Unwise intransigence

December 21, 2013 12:49 am | Updated November 16, 2021 06:09 pm IST

Justice A.K. Ganguly’s holding on to his position as the Chairperson of the West Bengal State Human Rights Commission after being accused by a law intern of improper sexual advances may indicate a justified concern about his hard-earned reputation. Yet, it is clear he has also displayed a petulant unwillingness to recognise that his continuance does great damage to the institutional integrity of his office. After a three-member committee of the Supreme Court said it was of the considered view that the intern’s statement prima facie disclosed “unwelcome verbal/non-verbal conduct of sexual nature” on his part, the honourable thing for him to do must have been to stay away from public office. Yet, even after the gist of the committee’s report was made public by the Chief Justice of India, and after the intern’s affidavit was out in the public domain, presenting in embarrassing detail what had transpired in a hotel in New Delhi on December 24, 2012, Mr. Ganguly has been refusing to quit. West Bengal Chief Minister Mamata Banerjee has written to President Pranab Mukherjee seeking his removal from the post and the Attorney General is preparing the terms for a reference to the Supreme Court, as is required for the removal of the chairperson of a State human rights commission.

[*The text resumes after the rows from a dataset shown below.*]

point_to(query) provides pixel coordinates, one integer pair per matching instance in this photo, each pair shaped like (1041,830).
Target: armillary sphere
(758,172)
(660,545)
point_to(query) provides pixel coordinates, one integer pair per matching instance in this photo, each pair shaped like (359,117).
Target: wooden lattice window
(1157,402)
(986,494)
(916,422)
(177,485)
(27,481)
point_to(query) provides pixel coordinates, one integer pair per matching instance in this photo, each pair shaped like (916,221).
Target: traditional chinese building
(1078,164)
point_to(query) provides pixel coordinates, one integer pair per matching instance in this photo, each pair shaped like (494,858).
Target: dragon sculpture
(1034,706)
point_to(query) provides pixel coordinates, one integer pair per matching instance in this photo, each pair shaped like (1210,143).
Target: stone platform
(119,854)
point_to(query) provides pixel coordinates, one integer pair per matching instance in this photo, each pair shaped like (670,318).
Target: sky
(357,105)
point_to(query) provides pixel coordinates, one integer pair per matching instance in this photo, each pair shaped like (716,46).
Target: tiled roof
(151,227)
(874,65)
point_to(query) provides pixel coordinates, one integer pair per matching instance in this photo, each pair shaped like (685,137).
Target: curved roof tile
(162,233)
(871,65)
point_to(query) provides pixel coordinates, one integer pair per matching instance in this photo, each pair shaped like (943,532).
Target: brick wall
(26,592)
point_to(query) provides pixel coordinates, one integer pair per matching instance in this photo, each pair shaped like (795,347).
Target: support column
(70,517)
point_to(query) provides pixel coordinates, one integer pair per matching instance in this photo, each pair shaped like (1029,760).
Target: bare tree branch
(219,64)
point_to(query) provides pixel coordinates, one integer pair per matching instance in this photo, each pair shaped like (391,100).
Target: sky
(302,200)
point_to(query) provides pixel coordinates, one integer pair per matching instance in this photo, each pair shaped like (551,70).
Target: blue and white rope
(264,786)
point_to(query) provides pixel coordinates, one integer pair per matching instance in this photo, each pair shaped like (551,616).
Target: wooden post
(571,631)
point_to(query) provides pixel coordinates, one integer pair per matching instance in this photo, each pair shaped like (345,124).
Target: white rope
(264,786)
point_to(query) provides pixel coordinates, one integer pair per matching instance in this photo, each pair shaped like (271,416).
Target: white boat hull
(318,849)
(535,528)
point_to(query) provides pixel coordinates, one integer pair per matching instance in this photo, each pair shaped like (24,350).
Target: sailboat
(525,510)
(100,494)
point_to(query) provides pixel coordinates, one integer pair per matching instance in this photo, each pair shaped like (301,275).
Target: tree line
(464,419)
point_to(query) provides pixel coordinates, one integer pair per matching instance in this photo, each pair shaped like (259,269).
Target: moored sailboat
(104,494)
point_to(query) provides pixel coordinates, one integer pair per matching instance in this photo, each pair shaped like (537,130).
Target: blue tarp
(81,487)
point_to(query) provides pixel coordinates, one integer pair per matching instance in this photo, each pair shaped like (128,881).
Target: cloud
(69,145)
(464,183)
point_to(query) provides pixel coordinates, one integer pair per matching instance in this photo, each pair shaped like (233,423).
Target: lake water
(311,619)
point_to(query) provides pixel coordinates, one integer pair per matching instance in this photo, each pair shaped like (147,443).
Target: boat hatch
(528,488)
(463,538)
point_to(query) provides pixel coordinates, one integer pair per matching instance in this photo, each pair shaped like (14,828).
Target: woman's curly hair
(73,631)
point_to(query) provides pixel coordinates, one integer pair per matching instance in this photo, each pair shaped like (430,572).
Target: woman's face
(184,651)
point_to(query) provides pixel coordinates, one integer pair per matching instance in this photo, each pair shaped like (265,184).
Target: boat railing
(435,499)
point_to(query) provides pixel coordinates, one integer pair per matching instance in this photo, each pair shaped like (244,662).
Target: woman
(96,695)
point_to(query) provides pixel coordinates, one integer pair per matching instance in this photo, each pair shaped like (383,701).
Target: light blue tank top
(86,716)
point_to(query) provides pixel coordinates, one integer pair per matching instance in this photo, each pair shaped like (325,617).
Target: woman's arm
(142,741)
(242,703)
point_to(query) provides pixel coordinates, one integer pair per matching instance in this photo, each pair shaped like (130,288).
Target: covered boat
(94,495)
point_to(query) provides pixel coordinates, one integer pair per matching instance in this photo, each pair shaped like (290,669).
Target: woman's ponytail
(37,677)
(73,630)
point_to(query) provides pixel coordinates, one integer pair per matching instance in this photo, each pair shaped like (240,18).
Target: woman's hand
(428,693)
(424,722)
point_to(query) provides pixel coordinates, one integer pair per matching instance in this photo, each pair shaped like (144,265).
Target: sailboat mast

Mr. Ganguly will indeed get an opportunity to contest the allegation, but the process may lead to the appointment of an enquiry committee. He has to ask himself whether he wants to go through a formal inquiry at all. One would have thought he would spare himself such ignominy. It has now come to light that even before the three-member panel, while denying the allegations, he advanced a technical defence, saying the current sexual harassment law had been enacted only after the incident, and his alleged conduct did not constitute an offence at that time. When Chief Justice P. Sathasivam decided that no further follow-up action was required by the Supreme Court on the intern’s allegation, after finding that she was not on its rolls and the Judge concerned had retired before the incident, there was an impression that there would be no resolute action to pursue the case. The Supreme Court committee’s finding was in itself a clear moral indictment of Justice Ganguly and makes his continuation in the post untenable. The Chief Justice also made it clear that Justice Ganguly had no special immunity from normal investigative processes. The Supreme Court’s decision to disclose the preliminary finding, embarrassing as it might have been to Justice Ganguly, was a welcome instance of transparency in its functioning. One hopes that Justice Ganguly will not be so unwise as to invite by his intransigence a formal order dismissing him for proven misconduct.